Today I got a call from the cardiologist. My surgery was originally scheduled for next Thursday. The lady on the phone was insistent I push it up to Monday. So I’ll be going under in five days time. Wish me luck.
I called my parents and told them the news. They both seemed concerned that the doctor wanted to move the surgery up to as soon as possible. My mom asked me if I was nervous. The funny thing is I’m not scared at all. I’m most concerned about missing a week of school and all of my professors have been very understanding. I’m pretty sure I could be diagnosed with cancer and it wouldn’t scare me. I have faith in my body and my soul. It’s made of strong stuff. I just know I didn’t endure what I did to die and not use that pain for some good. I suppose this is kind of like my spiritual beliefs. As I’ve said before, I have no religion. I haven’t tried to define what I feel about those sorts of things. I know there is a higher power though.
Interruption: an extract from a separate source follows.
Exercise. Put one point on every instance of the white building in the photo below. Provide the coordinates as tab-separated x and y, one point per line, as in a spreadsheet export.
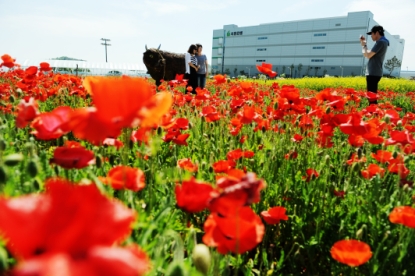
322	46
And I trust that power. I just know it is not my time. I have unfinished business. I can feel it.
Granted, I don’t know what that unfinished business is. But I feel like we all need to leave our mark on this world in some way. I have not done that yet. I have definitely started with this blog. For some reason I’ve been drawn to this. I think it’s the beginning of how I’m going to make my difference. However, right now my toe is only dipped in the water. I have yet to dive in.